Methodology where a binding spec drives implementation. Decisions locked before code; ADRs document changes. Tests are invariants. See SPEC_STRATEGY.md for the chosen pack-size + alternatives rejected.

SPEC_GREENFIELD.md

Binding pre-Phase-0 spec. Contains Feature Specs §0-§7 + 50-row decision ledger with reference anchors. Phase 0 walks each [OPEN] ledger row via /exploring-options.

SPEC_SHEET.md

Post-Phase-0 fill-in form. Same skeleton as SPEC_GREENFIELD; each [OPEN] slot becomes [LOCKED: X (per ADR-NNN)] once Phase 0 resolves it. Phase 1 cannot start until SPEC_SHEET has zero [OPEN] slots.

SUBMISSION_AUDIT.md

Claim-status register. Script-generated from decisions/ADR-*.md frontmatter via scripts/regenerate_audit.py. CI hard-gate asserts no drift between ADRs and the audit table. ADRs are the source of truth; SUBMISSION_AUDIT is derived.

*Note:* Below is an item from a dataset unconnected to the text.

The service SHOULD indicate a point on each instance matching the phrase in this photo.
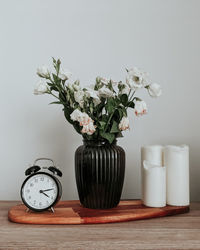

Three-state contamination taxonomy

Reference-scorer training-overlap verdict (encoded in eval-toolkit manifest contamination_flags field):

  • verified_disjoint — training data verifiably disjoint from project sources
  • suspected_contamination — known overlap with one or more project sources
  • vendor_black_box — training data not disclosed; audit shifts to fold-pattern + scope-mismatch analysis

See docs/THREAT_MODEL.md + EVIDENCE.md §1–2 + docs/MANIFEST_SCHEMA.md.

Transcript

Decision-conversation capture at transcripts/<YYYY-MM-DD>__<slug>.md. Produced by /save-transcript <slug> skill. Private by default (gitignored); emailed separately to reviewer at submission time. ADRs reference transcripts by filename; reviewer correlates via emailed bundle.

Upstream-issue triage protocol

[LOCKED] rule in docs/TECH_STACK.md: every library gap / bug / feature request is filed to the relevant upstream GitHub repo with the tracked label before any local workaround. Ledger at decisions/upstream_issues.md.